Les listes des dernières victimes de la Terreur avaient été publiées dans les numéros du Moniteur des 7 et 9 thermidor an II. Tel fut le point de départ du tableau de Müller, ancien élève de Gros. L’artiste ne chercha pas à reproduire tous les guillotinés, bien qu’il ait publié ces listes dans les livrets des expositions où son tableau fut présenté au public. À ces listes, Müller ajouta le récit de l’appel nominal des victimes que Thiers rapporta dans son Histoire de la Révolution française (1823-1827). Il convient d’évoquer en outre l’influence certaine de Louise Desnos, artiste qui avait exposé un tableau sur ce sujet au Salon de 1846, dont Müller parvint à magnifier l’intimité.
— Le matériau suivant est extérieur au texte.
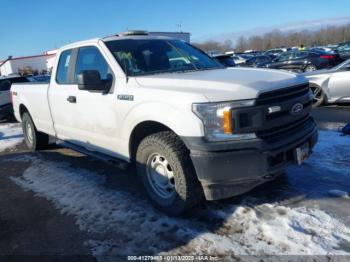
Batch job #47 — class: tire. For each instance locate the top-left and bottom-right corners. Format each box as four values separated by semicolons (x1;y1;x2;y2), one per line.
136;132;204;216
22;112;49;151
304;65;317;72
311;85;326;108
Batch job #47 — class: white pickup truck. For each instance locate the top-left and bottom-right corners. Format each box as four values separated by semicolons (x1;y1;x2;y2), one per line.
11;32;317;215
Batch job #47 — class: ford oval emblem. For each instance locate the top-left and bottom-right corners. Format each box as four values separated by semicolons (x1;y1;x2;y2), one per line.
290;103;304;116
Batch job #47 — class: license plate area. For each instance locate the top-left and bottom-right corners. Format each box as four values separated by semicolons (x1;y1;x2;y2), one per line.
294;143;310;165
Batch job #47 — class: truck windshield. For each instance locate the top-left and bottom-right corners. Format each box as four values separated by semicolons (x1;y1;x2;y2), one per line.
106;39;223;76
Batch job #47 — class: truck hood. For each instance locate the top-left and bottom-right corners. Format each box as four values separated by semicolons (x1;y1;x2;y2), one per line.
302;68;339;77
135;68;307;102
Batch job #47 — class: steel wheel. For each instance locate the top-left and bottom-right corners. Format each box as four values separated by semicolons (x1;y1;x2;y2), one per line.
25;122;34;144
147;153;176;199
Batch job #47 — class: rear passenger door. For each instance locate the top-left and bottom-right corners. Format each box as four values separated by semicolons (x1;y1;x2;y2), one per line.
73;46;120;154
Enfin, le récit de Vigny sur la mort d’André Chénier, paru dans Stello (1832), fut déterminant pour l’artiste. L’huissier, « le grand pâle », ainsi que les commissaires de la République et les geôliers décrits par l’écrivain sont parfaitement visibles dans la toile de Müller. Comme Vigny, c’est à Chénier que le peintre donne le premier rôle en le plaçant au centre du tableau. Tout cela se conjugua dans l’esprit de Müller pour créer une vaste fresque historique. Esprit encore romantique, l’artiste s’enthousiasma pour le poète incompris qu’était Chénier, génie solitaire isolé au premier plan au sein des autres prisonniers, à l’inverse du poète Jean-Antoine Roucher, également représenté sur la toile, beaucoup plus célèbre alors que Chénier, mais dénué de puissance créatrice. On reconnaît à droite « la jeune captive » célébrée par Chénier, Aimée de Coigny, implorant à genoux l’abbé de Saint-Simon. Les prisonniers que Müller a retenus sont d’ailleurs en grande majorité des aristocrates (le marquis de Montalembert, la comtesse de Narbonne-Pelet, la princesse de Monaco, etc.), alors que les listes du Moniteur donnent surtout des noms d’artisans et de sans-culottes.
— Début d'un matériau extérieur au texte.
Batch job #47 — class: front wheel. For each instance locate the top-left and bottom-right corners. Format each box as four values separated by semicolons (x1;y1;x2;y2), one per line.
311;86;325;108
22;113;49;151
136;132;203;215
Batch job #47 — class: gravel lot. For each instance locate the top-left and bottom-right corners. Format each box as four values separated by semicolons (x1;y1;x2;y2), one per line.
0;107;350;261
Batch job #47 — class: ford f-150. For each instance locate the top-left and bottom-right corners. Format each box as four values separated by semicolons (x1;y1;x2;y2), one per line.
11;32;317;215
Plusieurs erreurs sont à relever sur le plan historique, en particulier la présence mêlée d’hommes et de femmes, alors qu’ils étaient séparés dans les prisons révolutionnaires. Mais Müller voulait l’efficacité, le drame, le tragique. Sa composition est rigoureusement symétrique, ouvrant sur une seule porte centrale par laquelle s’engouffre la lumière et par où sort la princesse de Chimay, traînée à la guillotine. Car même cette lumière respire l’horreur : il n’y a pas d’espoir dans cette œuvre. Au frémissement des prisonniers cachés dans l’ombre, et dont on perçoit l’angoisse, s’oppose l’assurance affichée par le commissaire qui procède à l’appel. Ordonnée autour de groupes dont seul Chénier se détache, l’œuvre est rythmée par les ombres et les lumières, inversées dans leur symbolique : l’ombre est la vie, et la lumière la mort. Ainsi, à droite, un garde désigne la princesse de Monaco qu’une lumière blanche vient arracher aux ombres moribondes qui l’environnent.
Chénier, quant à lui, attend. Il réfléchit sur le sens de toute cette horreur. Son attitude reprend celle du Brutus de David (musée du Louvre), mais, à l’inverse de son prédécesseur, Müller place le héros au centre de l’action. Chénier s’oppose aux sentiments communs des autres personnages qui l’entourent : peur, réaction de survie. Lui qui devait dire : « J’avais pourtant quelque chose là », en se frappant le front, philosophe sur l’absurdité de cette terrible répression aveugle.